An excerpt of ‘The brain that changes itself’ struck me as particularly explanatory of why proper sleep is so important to recover from visual brain damage. It also explains why not getting the amount of sleep needed or interruptions of my sleep don’t just feel like a bad day but as a step closer to the abyss. So sleep certainly isn’t death’s cousin, not sleeping properly is…

Scores of studies show that sleep helps us consolidate learning and memory and effects plastic change. When we learn a skill during the day, we will be better at it the next day if we have a good night’s sleep. “Sleeping on a problem” often does make sense.

A team led by Marcos Frank has also shown that sleep enhances neuroplasticity during the critical period when most plastic change takes place. Recall that Hubel and Wiesel blocked one eye of a kitten in the critical period and showed that the brain map for the blocked eye was taken over by the good eye — a case of use it or lose it. Frank’s team did the same experiment with two groups of kittens, one group that it deprived of sleep, and another group that got a full amount of it. They found that the more sleep the kittens got, the greater the plastic change in their brain map.
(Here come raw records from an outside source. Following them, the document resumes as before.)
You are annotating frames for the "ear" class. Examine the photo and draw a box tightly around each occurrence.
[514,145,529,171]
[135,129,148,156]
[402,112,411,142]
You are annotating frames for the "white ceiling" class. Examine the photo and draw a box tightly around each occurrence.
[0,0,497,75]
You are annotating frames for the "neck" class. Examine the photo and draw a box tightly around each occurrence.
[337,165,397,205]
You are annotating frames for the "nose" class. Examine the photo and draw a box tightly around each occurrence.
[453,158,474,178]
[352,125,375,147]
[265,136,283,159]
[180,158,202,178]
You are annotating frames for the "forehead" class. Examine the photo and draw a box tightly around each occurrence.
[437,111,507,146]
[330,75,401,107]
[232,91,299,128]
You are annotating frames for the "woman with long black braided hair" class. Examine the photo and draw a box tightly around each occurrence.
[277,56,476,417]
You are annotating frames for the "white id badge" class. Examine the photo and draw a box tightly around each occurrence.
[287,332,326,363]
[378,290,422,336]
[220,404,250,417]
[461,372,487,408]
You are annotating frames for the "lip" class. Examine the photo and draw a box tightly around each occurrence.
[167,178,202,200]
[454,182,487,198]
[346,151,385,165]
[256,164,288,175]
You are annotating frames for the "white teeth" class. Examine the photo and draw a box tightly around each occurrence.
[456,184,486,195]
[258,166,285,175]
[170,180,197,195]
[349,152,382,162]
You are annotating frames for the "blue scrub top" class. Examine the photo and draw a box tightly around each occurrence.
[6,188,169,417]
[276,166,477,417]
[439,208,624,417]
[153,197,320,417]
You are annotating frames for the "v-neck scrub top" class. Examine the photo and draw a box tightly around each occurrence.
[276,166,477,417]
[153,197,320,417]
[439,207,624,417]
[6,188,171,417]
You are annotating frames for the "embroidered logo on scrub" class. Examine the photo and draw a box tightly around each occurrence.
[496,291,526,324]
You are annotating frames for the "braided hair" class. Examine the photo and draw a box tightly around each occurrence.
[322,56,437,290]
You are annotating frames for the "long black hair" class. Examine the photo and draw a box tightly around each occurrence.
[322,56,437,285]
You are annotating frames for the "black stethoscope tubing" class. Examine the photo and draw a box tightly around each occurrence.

The dream state also facilitates plastic change. Sleep is divided into two stages, and most of our dreaming occurs during one of them, called rapid-eye-movement sleep, or REM sleep. Infants spend many more hours in REM sleep than adults, and it is during infancy that neuroplastic change occurs most rapidly. In fact, REM sleep is required for the plastic development of the brain in infancy.


A team led by Gerald Marks did a study similar to Frank’s that looked at the effects of REM sleep on kittens and on their brain structure. Marks found that in kittens deprived of REM sleep, the neurons in their visual cortex were actually smaller, so REM sleep seems necessary for neurons to grow normally. REM sleep has also been shown to be particularly important for enhancing our ability to retain emotional memories and for allowing the hippocampus to turn short-term memories of the day before into long-term ones (i.e., it helps make memories more permanent, leading to structural change in the brain).